Charter of the Strategic and Financial Transactions Committee of the Board of Directors of Seagate Technology
I. COMPOSITION, MEETINGS, QUORUM AND VOTING:
- The Strategic and Financial Transactions Committee (“Committee”) of the Board of Directors of Seagate Technology (the “Company”) shall consist of at least three (3) members of the Board of Directors. The Committee shall elect a Chairman from among their members to serve in that capacity until a new Chairman is elected.
- A majority of the members of the Committee shall be necessary to constitute a quorum, and in every case the affirmative vote of a majority of the members present and voting (excluding abstentions) shall be necessary for the taking of any action.
- The Committee shall hold such meetings as it deems necessary and shall meet on an ad hoc basis throughout each calendar year. Minutes of all Committee meetings shall be taken and shall be approved in a timely manner.
- The Committee has the authority to approve (i) the payment of compensation to, or other terms of retention of, any legal, accounting or other advisor retained by the Committee and (ii) the payment of ordinary administrative expenses of the Committee that are necessary or appropriate to carry out its duties.
II. FUNCTION AND DUTIES:
- The Committee shall possess and may exercise all the powers of the Board of Directors that may by law be exercised by the Committee to review, evaluate and authorize management of the Company to enter into any potential capital market transactions (including debt and equity financings), private equity and debt financing, proposed merger, acquisition, divestiture or investment, in amounts of more than $25 million and up to $100 million individually (transactions of $25 million or less being within the Chief Executive Officer’s discretion) that the Company may have the opportunity to participate in from time to time. The Committee may review similar transactions in excess of $100 million, and make a recommendation to the full Board of Directors in connection therewith.

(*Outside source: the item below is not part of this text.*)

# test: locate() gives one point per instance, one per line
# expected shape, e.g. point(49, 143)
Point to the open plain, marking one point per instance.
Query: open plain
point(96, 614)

- The Committee shall oversee the Company’s corporate capital structure, including not less than an annual review and discussion with the Company’s management about the status of the Company's long- and short-term debt, and debt-to-equity ratio.
- The Committee shall discuss with the Company’s management and its independent auditors the Company’s guidelines and policies with respect to risk assessment, risk appetite, and risk management.
- The Committee shall discuss the Company’s major risk exposures, including financial and operational risks, and the steps the Company’s management is taking or has taken to monitor and control risk within risk appetite guidelines.
- The Committee shall perform such other functions as may from time to time be delegated by the Board of Directors to the Committee.
- The Committee shall regularly report to the full Board of Directors (i) the results of each meeting of the Committee following such meeting, (ii) such other matters as are relevant to the Committee’s discharge of its duties, and (iii) such recommendations as the Committee shall deem appropriate.
III. POLICIES
- The Committee shall perform a review and evaluation, at least annually, of the performance of the Committee and its members, including by reviewing the compliance of the Committee with this Charter.